カーボンリサイクル実証研究拠点視察 | Sustainable協議会(S協議会) | 協議会 | 近未来コンクリート研究会は、インフラを適切に維持管理することを推進する支援をするとともに、これから建設されるコンクリート構造物を長寿命化するための研究を行います。

カーボンリサイクル実証研究拠点視察
2023年1月12日

・日時:2023年1月12日,13:20~16:00
・場所:広島県豊田郡大崎上島町中野6208-1大崎発電所内
・視察内容:Gas-to-Lipidsバイオプロセスの開発
CO2有効利用コンクリートの研究開発
 微細藻類由来SAFの製造に係る研究開発
・参加者:19名
・主催:中国電力株式会社

現地では,石炭ガス化燃料電池複合発電とCO2の分離・回収技術を組み合わせた石炭火力発電の実証試験を行う大崎クールジェンから排出される実ガスのCO2を使用した,カーボンリサイクル技術の実証実験が行われていた。
当日は,現在進行しているプロジェクトのうち3プロジェクトについて視察を行った。

「Gas-to-Lipidsバイオプロセスの開発」では,バクテリアにCO2とH2を与えて酢酸を生成し,その酢酸を微生物に与えて脂質を製造するという二段階発酵のプロセスの最適化について研究が行われていた。
1Lの培養液から1日30gの油脂を製造できるそうで,配管がむき出しの複雑な製造装置の外観に圧倒された。

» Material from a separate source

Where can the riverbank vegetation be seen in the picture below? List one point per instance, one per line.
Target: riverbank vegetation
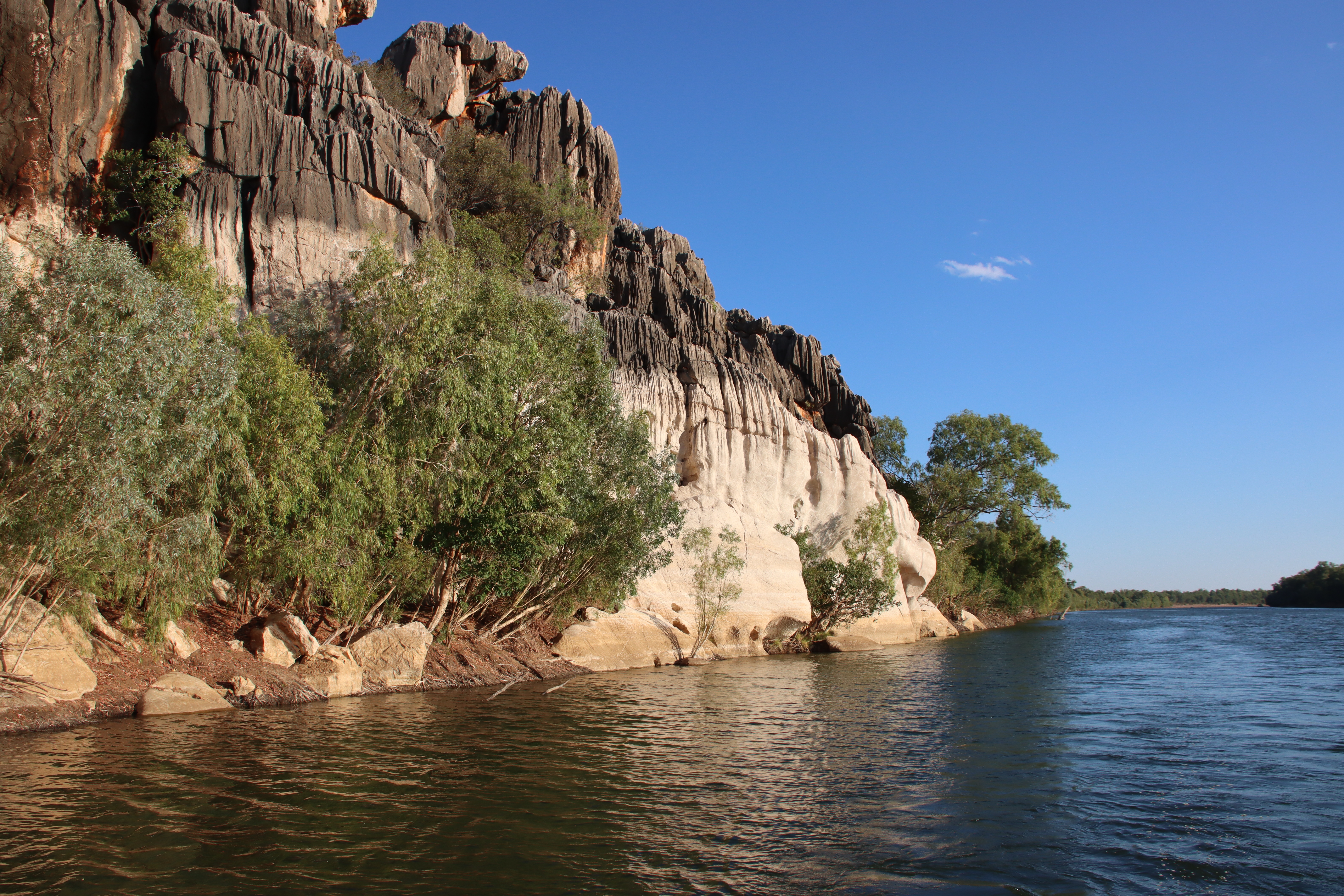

「CO2有効利用コンクリートの研究開発」では,CO2と反応して硬化する性質を持つ殊混和材γC2Sを使用したコンクリートであるCO2-SUICOMの適用範囲を拡大するため,屋外でCO2を吸収させる方法や中性化による鉄筋腐食の対策について屋外大型試験体を用いて検討を行っていた。
残念ながら写真撮影はできなかったが,視察者から数多くの質問が出され,関心の高さがうかがえた。
現在,結果を整理中とのことであり,検証結果の公開が楽しみである。
「微細藻類由来SAFの製造に係る研究開発」では,10種類ほど確認されている成長過程で油脂などを蓄える微細藻類から,収穫・濃縮→抽出・生成→乾燥の工程によりSAF(持続可能な航空燃料,Sustainable Aviation Fuel)を製造する産業の基盤研究を行っていた。
5日で培養液400Lから800gの油脂を収穫できるそうで,同施設では培養方法・条件の標準化や各工程の検証を行っていた。
同施設の成果は企業に提供されることになっており,先行しているアメリカに追い付き追い越せという熱い意気込みが若手研究者から伝わってきた。